In der Anhörung vor dem Bundesamt für Migration und Flüchtlinge (BAMF) trug A folgendes vor:

  • A habe zuletzt in Bagdad gelebt. Die Entscheidung zu fliehen hätte A getroffen, nachdem in unmittelbarer Nachbarschaft ein A entfernt bekannter Mann wegen seiner langen Haare und vermeintlichen Homosexualität von Unbekannten mitten am Tag brutal ermordet wurde. Im Nachgang der Tat hätte A gesehen, dass die Polizei keinerlei Anstrengungen unternommen habe, um die Täter zu finden. A hätte Angst gehabt, als nächstes „dran“ zu sein.
  • A wisse schon seit der Jugend, selbst kein Mann zu sein. A gab an, als Kind innerhalb der Familie geschlagen worden zu sein, wenn A sich nach Auffassung der Eltern „feminin“ verhalten habe. A fühle sich nicht als Mann, sondern eher als Frau - am wohlsten fühlt sich A jedoch meistens ohne eindeutige Geschlechtszuordnung. A gibt an, die eigene Geschlechtszuordnung sei nicht-binär [1]. A trägt lange Haare und ist glattrasiert, nutzt Make-up, um möglichst androgyn zu wirken und kleidet sich entsprechend androgyn. Zudem hat A ein Stimmtraining im Internet absolviert, um die Stimmlage zu verändern. In Deutschland habe sich A einen Termin für eine Beratung zur Hormontherapie geben lassen, der bald anstehe. A strebt zum Zeitpunkt der Anhörung keine geschlechtsangleichenden Operationen an. A hatte in der Vergangenheit ausschließlich romantische Beziehungen zu Frauen und war mit einer Frau, Z, verheiratet. A gibt die eigene sexuelle Orientierung als homosexuell an.

Die Herkunftslandinformationen ergeben folgendes Bild zur Lage im Irak.

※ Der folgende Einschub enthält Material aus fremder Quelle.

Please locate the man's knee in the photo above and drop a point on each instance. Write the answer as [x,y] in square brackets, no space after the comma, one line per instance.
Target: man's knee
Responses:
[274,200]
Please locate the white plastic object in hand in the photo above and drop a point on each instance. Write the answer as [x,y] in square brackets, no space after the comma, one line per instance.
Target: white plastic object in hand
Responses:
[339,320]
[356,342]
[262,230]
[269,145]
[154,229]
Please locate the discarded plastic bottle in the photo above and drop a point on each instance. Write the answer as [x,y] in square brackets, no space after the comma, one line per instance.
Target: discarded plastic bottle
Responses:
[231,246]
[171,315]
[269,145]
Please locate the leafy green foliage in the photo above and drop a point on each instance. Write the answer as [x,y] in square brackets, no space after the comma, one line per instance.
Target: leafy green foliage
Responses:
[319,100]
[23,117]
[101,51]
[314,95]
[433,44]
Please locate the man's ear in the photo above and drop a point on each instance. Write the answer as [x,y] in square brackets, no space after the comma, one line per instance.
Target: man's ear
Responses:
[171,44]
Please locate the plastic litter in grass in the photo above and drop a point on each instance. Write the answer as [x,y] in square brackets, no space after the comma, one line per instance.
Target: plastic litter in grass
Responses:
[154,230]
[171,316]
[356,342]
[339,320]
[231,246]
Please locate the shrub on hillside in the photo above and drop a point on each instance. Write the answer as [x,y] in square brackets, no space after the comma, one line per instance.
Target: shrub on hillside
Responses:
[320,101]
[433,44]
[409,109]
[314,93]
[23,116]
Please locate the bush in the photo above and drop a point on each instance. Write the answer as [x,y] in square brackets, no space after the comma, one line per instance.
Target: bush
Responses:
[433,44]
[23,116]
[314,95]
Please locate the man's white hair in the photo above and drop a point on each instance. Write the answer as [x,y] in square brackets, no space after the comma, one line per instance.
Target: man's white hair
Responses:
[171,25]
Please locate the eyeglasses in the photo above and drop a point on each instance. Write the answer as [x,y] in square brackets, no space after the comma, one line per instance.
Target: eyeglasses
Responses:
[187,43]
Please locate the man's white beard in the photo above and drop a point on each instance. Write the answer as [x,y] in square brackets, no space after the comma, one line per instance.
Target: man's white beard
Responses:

  • Im Irak wird Homosexualität nicht direkt kriminalisiert. Jedoch nutzen Behörden andere Straftatbestände wie Erregung öffentlichen Ärgernis oder Prostitution überproportional häufig, um Personen zu verhaften, die gleichgeschlechtliche sexuelle Beziehungen eingehen. Eine einheitliche Verfolgungspraxis sei jedoch nicht auszumachen.[2]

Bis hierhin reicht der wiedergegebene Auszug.